Studio album by Toad the Wet Sprocket
- Released: May 24, 1994
- Recorded: 1993
- Studio: The Site (Marin County, California)
- Genre: Alternative rock, jangle pop
- Length: 49:39
- Label: Columbia
- Producer: Gavin MacKillop

Toad the Wet Sprocket chronology
| Five Live (1993) | Dulcinea (1994) | Acoustic Dance Party (1994) |

Singles from Dulcinea
- "Fall Down" Released: April 1994; "Something's Always Wrong" Released: 1994; "Fly from Heaven" Released: 1995; "Stupid" Released: 1995;

= Dulcinea (album) =

Dulcinea is an album by Toad the Wet Sprocket released in 1994. It is their fourth studio album with Columbia Records and the follow-up to their popular album Fear, which was released in 1991. Two songs from Dulcinea charted on the Modern Rock and Mainstream Rock charts: "Fall Down" and "Something's Always Wrong". Dulcinea was RIAA Certified Gold on September 1, 1994, and Platinum on July 31, 1995.

The album's name is a reference to the love interest in Miguel de Cervantes' classic Spanish novel, Don Quixote. At least two songs on the album allude to themes found in the novel. "Crowing" is a song about a person who does not know how to hold on to a lover. "Windmills" is a metaphorical song about how people spend much of their lives chasing absurd or impossible pursuits (the allusion being to a specific scene in Don Quixote where the title character uselessly attacks a windmill). The album's artwork (illustrated by artist Jason Holley) also explores Cervantes' windmill metaphor, depicting the incongruence between the way things are and how people tend to perceive them.

Dulcinea also delves into some spiritual themes. "Fly from Heaven" is sung from the perspective of James, who is portrayed as Jesus's literal brother and is upset by Paul's manipulation of Jesus's word. "Begin" and "Reincarnation Song" each explore questions about death and the afterlife.

Glen Phillips has said that Dulcinea is probably his favorite Toad album because they started to know what they were doing but were not overthinking things yet.

Professional ratings
Review scores
| Source | Rating |
| Allmusic | Star |
| Classic Rock | Star |

==Track listing==

Other tracks recorded during the album's 1993 sessions included "Crazy Life" (later released on the Empire Records soundtrack and remixed by Tom Lord-Alge for Coil) as well as an alternate take of "Reincarnation Song" and two tracks, "Hope" and "All Right" which would be released on In Light Syrup the following year.

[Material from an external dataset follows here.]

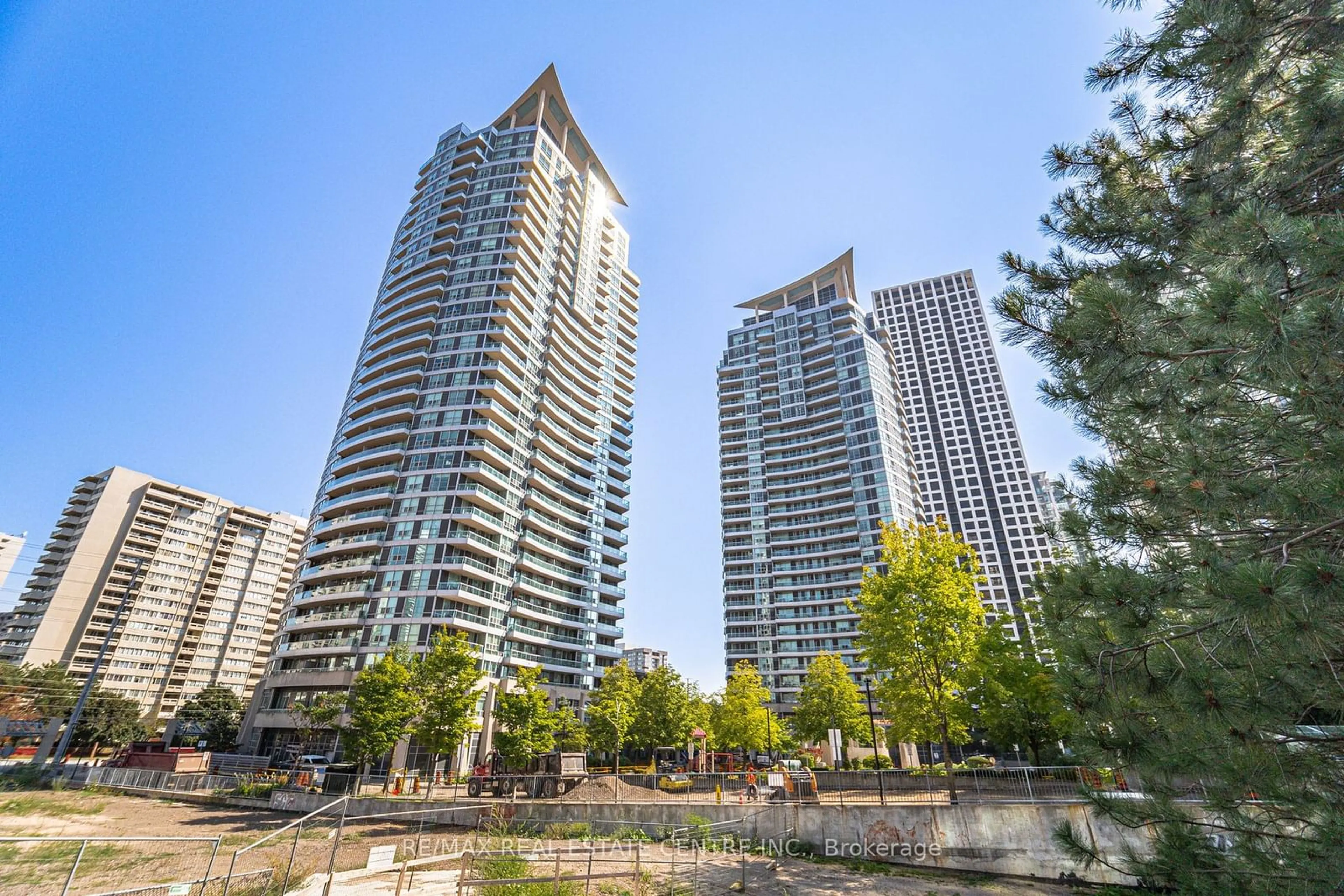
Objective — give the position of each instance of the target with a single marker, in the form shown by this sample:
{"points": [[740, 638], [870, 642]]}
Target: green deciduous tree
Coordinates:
{"points": [[663, 711], [1191, 318], [445, 682], [108, 720], [612, 710], [830, 699], [741, 719], [49, 690], [381, 706], [219, 711], [921, 627], [527, 722], [570, 734], [1019, 699], [314, 718]]}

| No. | Title | Writer(s) | Length |
|---|---|---|---|
| 1. | "Fly from Heaven" | Glen Phillips | 4:33 |
| 2. | "Woodburning" | Todd Nichols, Phillips | 3:59 |
| 3. | "Something's Always Wrong" | Nichols, Phillips | 4:59 |
| 4. | "Stupid" | Phillips | 2:42 |
| 5. | "Crowing" | Phillips | 3:20 |
| 6. | "Listen" | Nichols, Phillips | 4:09 |
| 7. | "Windmills" | Phillips | 3:50 |
| 8. | "Nanci" | Phillips | 3:00 |
| 9. | "Fall Down" | Nichols, Phillips | 3:24 |
| 10. | "Inside" | Nichols, Phillips | 4:19 |
| 11. | "Begin" | Nichols, Phillips | 4:05 |
| 12. | "Reincarnation Song" | Phillips | 4:44 |
| 13. | "Hope" (bonus track on international release) |  | 3:37 |

==Personnel==
- Dean Dinning – bass, keyboards, backing vocals
- Randy Guss – drums, percussion
- Todd Nichols – guitars, backing vocals
- Glen Phillips – lead vocals, guitars, keyboards

== Charts ==

| Chart (1994) | Peak position |
|---|---|
| Australian Albums (ARIA) | 145 |
| US Billboard 200 | 34 |

==Certifications==

| Region | Certification | Certified units/sales |
| United States (RIAA) | Platinum | 1,000,000^{^} |
^{^} Shipments figures based on certification alone.